Noch eine Frage: Seit der letzten DV ist erstmals in der langen Geschichte des SBV eine Frau im Präsidium vertreten. Welchen Einfluss wird dies auf die Arbeit und die Schwerpunkte des SBV haben?
RITTER: Es ist für
den SBV sehr wichtig, dass wir nun auch
eine Frau im Präsidium haben. Es ist unser grosses Ziel, neu auch Kompetenzen in den Bereichen Konsum und Ernährung aufzubauen. Wir möchten hier auch eine engere Zusammenarbeit mit den Konsumenten suchen. Der Erfolg am Markt hängt von der Unterstützung und der Kaufbereitschaft der Konsumenten ab. Christine Bühler versteht sehr viel im Bereich einer gesunden Ernährung. Wir sind sicher, dass wir damit unsere hochwertigen Produkte noch stärker am Markt positionieren können. Gesunde Ernährung ist heute ein grosses Thema, kein Wunder sind Kochsendungen im Fernsehen so erfolgreich.
ANDREAS WIDMER, MÜHLRÜTI SG: Die Zahl der Auszubildenden in der Landwirtschaft ist auf einem zu tiefen Niveau, und auch die demografische Entwicklung unserer Gesellschaft lässt darauf schliessen, dass wir künftig zu wenig Bäuerinnen und Bauern haben werden. Was unternimmt der SBV dagegen?
RITTER: Es ist meine grösste Sorge, dass wir künftig zu wenig Nachwuchs haben. Wir haben wohl den schönsten Beruf, den es gibt, mit der engen Verbundenheit zu den Tieren und der Natur. Es ist aber notwendig, dass wir im wirtschaftlichen Bereich nicht abgekoppelt werden. Unsere landwirtschaftlichen Einkommen müssen mit den Verdienstmöglichkeiten in der übrigen Wirtschaft vergleichbar bleiben. Dasselbe gilt für die Altersvorsorge. Beides wird entscheidend dafür sein, ob sich zukünftig noch genug junge, motivierte Menschen für diesen Beruf entscheiden.

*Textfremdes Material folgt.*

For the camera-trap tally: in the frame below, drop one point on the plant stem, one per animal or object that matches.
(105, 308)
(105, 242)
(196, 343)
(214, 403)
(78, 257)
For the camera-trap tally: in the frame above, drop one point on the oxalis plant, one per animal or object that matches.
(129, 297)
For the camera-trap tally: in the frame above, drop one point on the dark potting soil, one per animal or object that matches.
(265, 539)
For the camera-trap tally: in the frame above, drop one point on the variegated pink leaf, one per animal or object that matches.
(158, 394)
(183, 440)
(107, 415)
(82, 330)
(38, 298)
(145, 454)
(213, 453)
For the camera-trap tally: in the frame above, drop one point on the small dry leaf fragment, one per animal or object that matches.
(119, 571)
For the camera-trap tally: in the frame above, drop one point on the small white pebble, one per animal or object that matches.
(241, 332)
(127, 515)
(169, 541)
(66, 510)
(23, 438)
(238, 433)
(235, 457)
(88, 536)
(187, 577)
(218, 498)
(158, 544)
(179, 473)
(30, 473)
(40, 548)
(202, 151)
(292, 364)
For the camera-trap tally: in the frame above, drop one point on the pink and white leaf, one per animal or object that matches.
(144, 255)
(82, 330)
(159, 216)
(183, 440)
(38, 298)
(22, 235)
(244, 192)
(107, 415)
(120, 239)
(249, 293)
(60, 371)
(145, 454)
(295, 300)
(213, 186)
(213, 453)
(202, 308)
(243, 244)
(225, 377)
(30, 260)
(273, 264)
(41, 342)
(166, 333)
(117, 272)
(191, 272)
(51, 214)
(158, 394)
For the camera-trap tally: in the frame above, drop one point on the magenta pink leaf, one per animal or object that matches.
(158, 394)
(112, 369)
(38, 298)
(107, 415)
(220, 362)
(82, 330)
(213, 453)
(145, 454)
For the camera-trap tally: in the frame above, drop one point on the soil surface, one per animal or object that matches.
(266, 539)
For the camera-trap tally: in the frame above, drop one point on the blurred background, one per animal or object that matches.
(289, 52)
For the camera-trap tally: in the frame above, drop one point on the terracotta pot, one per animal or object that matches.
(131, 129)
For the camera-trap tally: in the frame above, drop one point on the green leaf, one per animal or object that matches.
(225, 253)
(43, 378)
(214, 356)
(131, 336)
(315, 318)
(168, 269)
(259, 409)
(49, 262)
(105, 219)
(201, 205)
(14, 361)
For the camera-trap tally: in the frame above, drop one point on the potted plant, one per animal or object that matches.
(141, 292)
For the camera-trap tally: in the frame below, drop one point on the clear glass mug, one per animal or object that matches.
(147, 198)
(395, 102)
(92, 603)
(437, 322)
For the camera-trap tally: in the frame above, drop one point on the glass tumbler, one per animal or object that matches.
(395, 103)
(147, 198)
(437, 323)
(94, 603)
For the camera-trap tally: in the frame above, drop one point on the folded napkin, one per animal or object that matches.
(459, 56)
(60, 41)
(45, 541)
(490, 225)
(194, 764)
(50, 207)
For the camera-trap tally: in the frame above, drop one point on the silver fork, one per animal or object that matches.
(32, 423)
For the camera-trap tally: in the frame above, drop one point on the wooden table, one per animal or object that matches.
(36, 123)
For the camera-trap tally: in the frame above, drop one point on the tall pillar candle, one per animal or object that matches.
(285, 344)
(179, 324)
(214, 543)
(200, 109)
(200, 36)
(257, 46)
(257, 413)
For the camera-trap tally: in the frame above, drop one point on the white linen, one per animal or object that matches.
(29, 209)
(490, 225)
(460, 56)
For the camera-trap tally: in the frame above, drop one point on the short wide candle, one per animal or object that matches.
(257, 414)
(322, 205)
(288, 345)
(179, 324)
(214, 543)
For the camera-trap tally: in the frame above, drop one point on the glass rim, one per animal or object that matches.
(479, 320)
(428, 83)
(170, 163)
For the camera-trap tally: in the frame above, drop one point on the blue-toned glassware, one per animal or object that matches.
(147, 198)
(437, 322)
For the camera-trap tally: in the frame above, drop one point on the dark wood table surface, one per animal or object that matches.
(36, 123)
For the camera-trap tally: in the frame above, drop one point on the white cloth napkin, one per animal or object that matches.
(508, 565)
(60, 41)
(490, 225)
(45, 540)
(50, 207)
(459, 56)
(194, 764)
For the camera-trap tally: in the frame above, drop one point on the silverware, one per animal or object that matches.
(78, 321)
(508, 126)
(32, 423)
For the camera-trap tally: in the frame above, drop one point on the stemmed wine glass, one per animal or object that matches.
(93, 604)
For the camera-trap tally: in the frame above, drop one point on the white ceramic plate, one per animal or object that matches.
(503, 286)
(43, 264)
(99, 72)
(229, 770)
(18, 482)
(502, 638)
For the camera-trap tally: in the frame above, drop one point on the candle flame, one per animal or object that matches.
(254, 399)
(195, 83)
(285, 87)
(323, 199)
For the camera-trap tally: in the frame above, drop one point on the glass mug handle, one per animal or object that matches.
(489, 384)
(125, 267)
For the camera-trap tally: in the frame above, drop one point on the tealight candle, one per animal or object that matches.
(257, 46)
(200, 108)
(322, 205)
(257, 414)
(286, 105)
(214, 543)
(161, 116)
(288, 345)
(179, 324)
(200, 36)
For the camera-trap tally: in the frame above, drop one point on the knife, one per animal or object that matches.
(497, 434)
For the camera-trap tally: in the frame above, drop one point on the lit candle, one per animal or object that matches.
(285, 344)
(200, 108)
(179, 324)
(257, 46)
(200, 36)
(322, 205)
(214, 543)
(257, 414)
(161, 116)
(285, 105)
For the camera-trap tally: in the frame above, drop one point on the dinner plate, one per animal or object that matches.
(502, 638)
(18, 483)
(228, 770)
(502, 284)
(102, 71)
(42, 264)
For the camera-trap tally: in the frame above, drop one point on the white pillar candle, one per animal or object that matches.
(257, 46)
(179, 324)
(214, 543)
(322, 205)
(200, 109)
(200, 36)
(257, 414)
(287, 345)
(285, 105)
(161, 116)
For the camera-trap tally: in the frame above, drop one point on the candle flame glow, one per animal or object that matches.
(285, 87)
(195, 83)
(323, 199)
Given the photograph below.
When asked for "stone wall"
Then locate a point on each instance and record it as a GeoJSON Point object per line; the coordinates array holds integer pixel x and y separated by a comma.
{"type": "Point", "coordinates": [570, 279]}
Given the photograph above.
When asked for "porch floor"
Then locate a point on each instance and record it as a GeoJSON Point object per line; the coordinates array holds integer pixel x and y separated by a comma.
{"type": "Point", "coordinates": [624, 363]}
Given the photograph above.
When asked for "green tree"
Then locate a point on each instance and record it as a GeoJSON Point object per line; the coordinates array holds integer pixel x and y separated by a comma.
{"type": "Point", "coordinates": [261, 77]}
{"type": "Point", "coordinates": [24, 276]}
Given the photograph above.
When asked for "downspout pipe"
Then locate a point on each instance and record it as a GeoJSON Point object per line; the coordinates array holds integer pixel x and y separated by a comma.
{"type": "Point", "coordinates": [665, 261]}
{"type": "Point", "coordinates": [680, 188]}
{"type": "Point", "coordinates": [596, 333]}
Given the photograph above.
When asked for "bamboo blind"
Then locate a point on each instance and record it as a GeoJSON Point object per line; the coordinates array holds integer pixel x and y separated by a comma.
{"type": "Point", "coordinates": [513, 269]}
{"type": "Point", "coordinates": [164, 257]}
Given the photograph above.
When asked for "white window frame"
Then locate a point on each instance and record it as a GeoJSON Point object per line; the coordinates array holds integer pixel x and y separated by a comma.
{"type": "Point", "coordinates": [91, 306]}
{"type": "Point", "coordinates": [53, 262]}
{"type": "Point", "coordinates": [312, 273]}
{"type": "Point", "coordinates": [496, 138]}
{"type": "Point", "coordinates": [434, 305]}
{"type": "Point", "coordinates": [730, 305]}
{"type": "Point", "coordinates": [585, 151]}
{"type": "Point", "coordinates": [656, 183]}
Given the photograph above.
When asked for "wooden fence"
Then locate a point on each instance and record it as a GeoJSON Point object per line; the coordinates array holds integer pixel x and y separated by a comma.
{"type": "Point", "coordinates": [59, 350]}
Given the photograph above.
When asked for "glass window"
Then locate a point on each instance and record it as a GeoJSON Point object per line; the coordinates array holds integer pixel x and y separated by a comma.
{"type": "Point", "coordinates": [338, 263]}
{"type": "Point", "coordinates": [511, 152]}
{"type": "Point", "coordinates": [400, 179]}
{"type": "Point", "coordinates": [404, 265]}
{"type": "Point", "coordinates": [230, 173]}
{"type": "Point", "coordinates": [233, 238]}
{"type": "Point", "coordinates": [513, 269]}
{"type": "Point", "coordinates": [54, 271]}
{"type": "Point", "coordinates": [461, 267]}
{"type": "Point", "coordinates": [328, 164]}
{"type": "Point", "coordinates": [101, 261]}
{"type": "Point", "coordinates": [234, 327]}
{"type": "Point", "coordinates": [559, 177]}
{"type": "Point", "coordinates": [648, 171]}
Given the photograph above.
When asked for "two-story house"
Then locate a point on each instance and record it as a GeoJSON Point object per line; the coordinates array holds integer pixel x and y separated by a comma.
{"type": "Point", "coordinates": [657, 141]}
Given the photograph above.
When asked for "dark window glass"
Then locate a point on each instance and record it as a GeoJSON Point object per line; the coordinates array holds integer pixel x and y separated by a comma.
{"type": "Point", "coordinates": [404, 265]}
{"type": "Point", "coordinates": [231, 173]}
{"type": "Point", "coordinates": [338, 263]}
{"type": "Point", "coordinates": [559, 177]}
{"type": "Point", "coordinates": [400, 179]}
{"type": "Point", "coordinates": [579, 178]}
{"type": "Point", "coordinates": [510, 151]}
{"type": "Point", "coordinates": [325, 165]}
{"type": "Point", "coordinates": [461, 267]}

J. S., KANTON SG: Im Jahr 1989 haben wir auf unserem Betrieb den Stall komplett saniert, ebenso einen Güllenkasten neu erstellt und darauf eine Remise gebaut. Dann wurde die Liegenschaft neu geschätzt. Gutes Land 10,2 ha Ertragswert 267 00 Fr. Neuschätzung 2010: 11,3 ha Land 219 00 Fr. Es kann doch nicht sein, dass die Ertragswerte immer tiefer werden. Wir haben die Liegenschaft an den Schwiegersohn verpachtet und können im Haus bleiben. Wenn wir die Liegenschaft zum Ertragswert verkaufen, müssten wir uns bald beim Sozialamt melden. Wir haben auch keine grosse Altersvorsorge, da alles in den Betrieb investiert wurde. Diese Politik kann doch so nicht weitergehen. Zumindest sollten die Ertragswerte erhalten bleiben oder erhöht werden.
RITTER: Die Höhe des Ertragswerts hängt gemäss Formel mit der Ertragsmöglichkeit eines Betriebs zusammen. Das Kapital soll langfristig über den Ertrag aus der Landwirtschaft verzinst werden können. Diese Senkung der Ertragswerte zeigt auf, dass die Wertschöpfung, die in der Landwirtschaft erzielt werden kann, in den letzten Jahren zurückgegangen ist oder zumindest nicht gesteigert werden konnte. In Verbindung mit dieser Frage ist die Altersvorsorge ein grosses Thema. Ich bekomme immer wieder ähnliche Anfragen. Daher ist die Umfrage, die wir zurzeit durchführen, von grösster Bedeutung, damit wir wissen, wie es bei den Bauernfamilien bezüglich Altersvorsorge aussieht. Wir möchten hier in den kommenden Jahren auch politisch einen Schwerpunkt setzen. Die Höhe des Ertragswerts können wir nur steigern, wenn wir die Wertschöpfung in der Landwirtschaft erhöhen können.